Claude, you're going to blow us all away
Generative AI, or at least the right generative AI, stands to even the playing field for researchers seeking to broaden their analytical tools
I may or may not have spent three hours trying to figure out how to visualize some data I pulled together from NYT earnings reports in R. I run up against a few problems that have nothing to do with coding: I have trouble visualizing data/reading charts/thinking of good ways to present data - and I also get super twisted up in my head when there are different ways of recording quantities (e.g. revenue reported in thousands, but circulation reported as the raw count of #s, in 1s).

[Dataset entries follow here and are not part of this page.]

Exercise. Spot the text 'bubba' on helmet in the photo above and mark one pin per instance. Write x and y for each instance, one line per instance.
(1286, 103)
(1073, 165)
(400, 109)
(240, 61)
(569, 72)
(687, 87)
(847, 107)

I tried and tried to run some graphs where I could show these various plots against each other - but I ran up against scaling issues (see above).
Claude just blew my mind.
Not only did I get Claude to do some rad visualizations, but I was also able to get Claude to do some webscraping for me. There is a lot of debugging and back and forth and auditing the results, but I’m pretty impressed. This sort of work is great to do when you feel like the world is out of your hands ….
Here’s what I tried:
Here are some of the visualizations it was able to help me code:
Now, you do have to absolutely know your data. I am 100 percent a fan of data I can see (basically, give me under 10,000 observations and I feel like I can “know” the data) - and here, you can see that Claude messed up on units:
Wouldn’t that be nice for the NYT, no?
So this is a better picture, but I still thought the scientific notation was ugly
So I asked Claude to fix this, but we timed out, so I want to finish this post.
Scraping:
So I don’t know python, but I did manage to install Visual Studio code and get Claude to help me run a script to TRY to get all of the NYT Press Stories off the NYT press page.
I tried first in R, to be sure, but it didn’t matter: The problem is that infinite scroll is a bear, and even when I manually infinite-scrolled, the static nature of the website address (https://www.nytco.com/press-stories/) makes this a challenge. I was able to get the first 25 stories scraped, but couldn’t do anything historic.
I also tried scraping a “search” on Nieman Lab for any articles that were tagged NYT. The R code did not work.
But - structured data is our friend!
I can’t yet bring on my RAs as it is intercession here. But I do not want to copy and paste 15 years of board of directors into an excel sheet. So what I did was save every list of board of directors from all of the annual reports as individual PDFs. I uploaded them to Claude and asked Claude to extract the data. Claude was lazy, and did just 2008 and 2023 at first, and then in five year increments, but I got Claude to do each year by year. It guessed on the industry, mostly right (is Verizon tech or telecom?) and I did a visual audit. I then saved it as a text file and imported the list into excel.
And it goes on. I also find this font soothing, btw.
My next step is audit the industries, and then see if I can spot any meaningful trends here in terms of membership per type of industry, etc. and see if that has anything at all to do with strategy.
My most interesting finding thus far is that the NYT was in 2008 and 2009 almost 20% hedge fund owned.
I guess it escaped that one…. but it was not certain the newspaper would survive. In 2013, it looked like it might be sold (or there were rumors). Anyway, I have to figure out how to write this up from the perspective of the business side rather than the news side, even though the NYT would insist that its core business is “the best journalism.”
I keep plugging away as these fires burn, hoping for the best. The air is bad here, friends, but we are so lucky to be in SD.